Summarizing Informed Consent:

Informed consent forms the cornerstone of ethical medical practice. It involves a patient's voluntary
agreement to a medical procedure, fully comprehending its details, potential risks, benefits, and
alternatives. A crucial principle, it upholds patient autonomy and fosters trust in healthcare
relationships.
NHS resources

The seven principles of decision making and consent are:


1. Right to be involved and supported.
2. Focus on meaningful dialogue, i.e. specific to the individual.
3. Right to be listened to and given information, time and support.
4. What matters to patients.
5. Presumption that all adults have capacity to make decisions.
6. Those who lack capacity should make decisions with those close
to them.
7. Patients whose right to consent is affected by law are also
supported.

Consent to treatment means a person must give permission before they receive any type of medical
treatment, test or examination.

This must be done on the basis of an explanation by a clinician.

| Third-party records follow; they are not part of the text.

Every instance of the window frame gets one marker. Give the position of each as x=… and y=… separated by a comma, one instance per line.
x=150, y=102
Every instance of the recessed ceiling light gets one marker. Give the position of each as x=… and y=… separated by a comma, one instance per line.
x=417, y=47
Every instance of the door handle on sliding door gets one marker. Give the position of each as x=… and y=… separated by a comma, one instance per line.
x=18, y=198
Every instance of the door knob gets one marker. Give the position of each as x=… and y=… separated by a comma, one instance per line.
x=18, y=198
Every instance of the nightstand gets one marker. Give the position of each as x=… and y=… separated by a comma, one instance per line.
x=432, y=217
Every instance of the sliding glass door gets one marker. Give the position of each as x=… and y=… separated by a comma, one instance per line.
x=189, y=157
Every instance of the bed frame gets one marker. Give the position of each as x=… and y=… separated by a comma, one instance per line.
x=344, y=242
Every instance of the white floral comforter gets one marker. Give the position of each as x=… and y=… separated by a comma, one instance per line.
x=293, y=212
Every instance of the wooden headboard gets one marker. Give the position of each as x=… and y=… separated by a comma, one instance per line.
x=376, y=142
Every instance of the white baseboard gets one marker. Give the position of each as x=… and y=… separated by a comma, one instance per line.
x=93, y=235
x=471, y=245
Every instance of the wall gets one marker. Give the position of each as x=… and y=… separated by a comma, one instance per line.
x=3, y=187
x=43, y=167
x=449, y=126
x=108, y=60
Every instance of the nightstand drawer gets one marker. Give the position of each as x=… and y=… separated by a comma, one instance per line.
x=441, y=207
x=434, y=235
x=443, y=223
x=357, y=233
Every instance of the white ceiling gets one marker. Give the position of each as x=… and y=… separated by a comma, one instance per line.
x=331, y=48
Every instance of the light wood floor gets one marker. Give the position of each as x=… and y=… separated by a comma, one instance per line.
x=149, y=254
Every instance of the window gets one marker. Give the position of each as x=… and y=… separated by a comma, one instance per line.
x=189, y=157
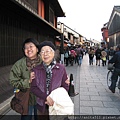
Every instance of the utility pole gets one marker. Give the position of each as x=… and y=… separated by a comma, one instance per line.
x=62, y=43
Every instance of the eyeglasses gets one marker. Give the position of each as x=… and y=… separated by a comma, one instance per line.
x=29, y=47
x=45, y=52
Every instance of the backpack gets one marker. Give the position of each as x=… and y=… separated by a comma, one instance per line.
x=79, y=52
x=66, y=55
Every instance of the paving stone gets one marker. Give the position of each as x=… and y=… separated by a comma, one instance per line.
x=105, y=111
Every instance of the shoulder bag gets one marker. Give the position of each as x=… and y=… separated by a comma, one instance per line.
x=20, y=101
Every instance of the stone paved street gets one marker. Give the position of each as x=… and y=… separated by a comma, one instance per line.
x=94, y=96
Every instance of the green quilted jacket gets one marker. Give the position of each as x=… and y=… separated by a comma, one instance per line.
x=19, y=77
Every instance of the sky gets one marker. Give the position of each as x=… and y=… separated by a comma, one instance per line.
x=87, y=17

Consent from a patient is needed regardless of the procedure, whether it's a physical examination or something
else.

The principle of consent is an important part of medical ethics and international human rights law.

Defining consent
For consent to be valid, it must be voluntary and informed, and the person consenting must have the capacity to
make the decision.

The meaning of these terms are:

 voluntary – the decision to either consent or not to consent to treatment must be made by the person,
and must not be influenced by pressure from medical staff, friends or family
 informed – the person must be given all of the information about what the treatment involves, including
the benefits and risks, whether there are reasonable alternative treatments, and what will happen if
treatment does not go ahead
 capacity – the person must be capable of giving consent, which means they understand the information
given to them and can use it to make an informed decision
If an adult has the capacity to make a voluntary and informed decision to consent to or refuse a particular
treatment, their decision must be respected.

This is still the case even if refusing treatment would result in their death, or the death of their unborn child.

If a person does not have the capacity to make a decision about their treatment and they have not appointed
a lasting power of attorney (LPA), the healthcare professionals treating them can go ahead and give treatment if
they believe it's in the person's best interests.
But clinicians must take reasonable steps to discuss the situation with the person's friends or relatives before
making these decisions.

Read more about assessing the capacity to consent, which explains what someone can do if they know their
capacity to consent may be affected in the future.

How consent is given


Consent can be given:

 verbally – for example, a person saying they're happy to have an X-ray


 in writing – for example, signing a consent form for surgery
Someone could also give non-verbal consent, as long as they understand the treatment or examination about to
take place – for example, holding out an arm for a blood test.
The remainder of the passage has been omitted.